Xu Lian, Bennamoun Mohammed, Boussaid Farid, Ouyang Wanli, Sohel Ferdous, Xu Dan
IEEE Trans Neural Netw Learn Syst. 2025 Mar;36(3):5082-5096. doi: 10.1109/TNNLS.2024.3373566. Epub 2025 Feb 28.
Most existing weakly supervised semantic segmentation (WSSS) methods rely on class activation mapping (CAM) to extract coarse class-specific localization maps using image-level labels. Prior works have commonly used an off-line heuristic thresholding process that combines the CAM maps with off-the-shelf saliency maps produced by a general pretrained saliency model to produce more accurate pseudo-segmentation labels. We propose AuxSegNet+, a weakly supervised auxiliary learning framework to explore the rich information from these saliency maps and the significant intertask correlation between saliency detection and semantic segmentation. In the proposed AuxSegNet+, saliency detection and multilabel image classification are used as auxiliary tasks to improve the primary task of semantic segmentation with only image-level ground-truth labels. We also propose a cross-task affinity learning mechanism to learn pixel-level affinities from the saliency and segmentation feature maps. In particular, we propose a cross-task dual-affinity learning module to learn both pairwise and unary affinities, which are used to enhance the task-specific features and predictions by aggregating both query-dependent and query-independent global context for both saliency detection and semantic segmentation. The learned cross-task pairwise affinity can also be used to refine and propagate CAM maps to provide better pseudo labels for both tasks. Iterative improvement of segmentation performance is enabled by cross-task affinity learning and pseudo-label updating. Extensive experiments demonstrate the effectiveness of the proposed approach with new state-of-the-art WSSS results on the challenging PASCAL VOC and MS COCO benchmarks.

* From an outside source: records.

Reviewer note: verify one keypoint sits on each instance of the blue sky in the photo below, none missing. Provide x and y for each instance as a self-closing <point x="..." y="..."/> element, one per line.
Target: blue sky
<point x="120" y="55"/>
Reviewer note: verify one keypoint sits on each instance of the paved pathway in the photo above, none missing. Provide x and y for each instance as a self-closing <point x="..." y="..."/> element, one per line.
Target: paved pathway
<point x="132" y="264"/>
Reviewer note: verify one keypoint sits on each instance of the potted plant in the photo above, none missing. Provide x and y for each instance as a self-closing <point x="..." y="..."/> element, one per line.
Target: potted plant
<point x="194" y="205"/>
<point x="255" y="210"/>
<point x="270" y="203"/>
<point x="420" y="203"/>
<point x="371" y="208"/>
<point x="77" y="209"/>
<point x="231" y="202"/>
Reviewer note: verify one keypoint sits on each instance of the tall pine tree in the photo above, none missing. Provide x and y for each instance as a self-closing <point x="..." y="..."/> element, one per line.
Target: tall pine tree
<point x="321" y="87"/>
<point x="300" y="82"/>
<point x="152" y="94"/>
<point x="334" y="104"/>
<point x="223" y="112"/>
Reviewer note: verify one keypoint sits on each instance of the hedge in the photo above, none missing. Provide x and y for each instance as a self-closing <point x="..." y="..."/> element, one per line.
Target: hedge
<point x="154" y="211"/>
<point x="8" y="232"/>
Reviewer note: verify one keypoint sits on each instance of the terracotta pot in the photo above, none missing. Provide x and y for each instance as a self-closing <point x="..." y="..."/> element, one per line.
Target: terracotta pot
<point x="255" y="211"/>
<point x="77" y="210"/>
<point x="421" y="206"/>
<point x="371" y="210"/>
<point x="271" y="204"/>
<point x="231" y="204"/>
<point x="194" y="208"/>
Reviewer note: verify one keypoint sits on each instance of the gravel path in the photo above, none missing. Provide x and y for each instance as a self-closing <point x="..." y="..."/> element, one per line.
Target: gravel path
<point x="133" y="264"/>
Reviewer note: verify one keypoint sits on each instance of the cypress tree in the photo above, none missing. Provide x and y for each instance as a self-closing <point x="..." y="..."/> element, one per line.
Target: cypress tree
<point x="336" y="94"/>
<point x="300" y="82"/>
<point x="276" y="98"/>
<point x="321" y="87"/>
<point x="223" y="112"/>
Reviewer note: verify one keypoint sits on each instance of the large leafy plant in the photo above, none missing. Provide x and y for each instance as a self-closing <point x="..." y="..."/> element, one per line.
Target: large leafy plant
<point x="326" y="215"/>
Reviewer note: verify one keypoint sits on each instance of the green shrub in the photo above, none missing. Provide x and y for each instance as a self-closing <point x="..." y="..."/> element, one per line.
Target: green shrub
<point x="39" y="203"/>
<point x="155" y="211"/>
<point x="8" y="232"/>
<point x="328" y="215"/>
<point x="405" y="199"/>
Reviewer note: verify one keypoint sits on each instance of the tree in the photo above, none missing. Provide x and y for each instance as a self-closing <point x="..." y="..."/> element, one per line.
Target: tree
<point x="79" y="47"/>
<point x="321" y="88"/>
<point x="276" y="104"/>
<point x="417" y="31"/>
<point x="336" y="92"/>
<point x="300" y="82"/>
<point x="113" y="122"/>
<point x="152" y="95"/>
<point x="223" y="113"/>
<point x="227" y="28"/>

大多数现有的弱监督语义分割(WSSS)方法依赖于类激活映射(CAM),使用图像级标签来提取粗略的特定类定位映射。先前的工作通常使用离线启发式阈值处理过程,该过程将CAM映射与由通用预训练显著模型生成的现成显著映射相结合,以产生更准确的伪分割标签。我们提出了AuxSegNet+,这是一个弱监督辅助学习框架,用于探索这些显著映射中的丰富信息以及显著检测和语义分割之间的重要任务间相关性。在所提出的AuxSegNet+中,显著检测和多标签图像分类被用作辅助任务,以仅使用图像级真实标签来改进语义分割的主要任务。我们还提出了一种跨任务亲和力学习机制,以从显著和分割特征映射中学习像素级亲和力。特别是,我们提出了一个跨任务双亲和力学习模块,用于学习成对亲和力和一元亲和力,通过聚合显著检测和语义分割的查询相关和查询无关全局上下文,来增强特定任务特征和预测。学习到的跨任务成对亲和力还可用于细化和传播CAM映射,为两个任务提供更好的伪标签。通过跨任务亲和力学习和伪标签更新实现分割性能的迭代改进。广泛的实验证明了所提出方法的有效性,在具有挑战性的PASCAL VOC和MS COCO基准测试中取得了新的WSSS最新成果。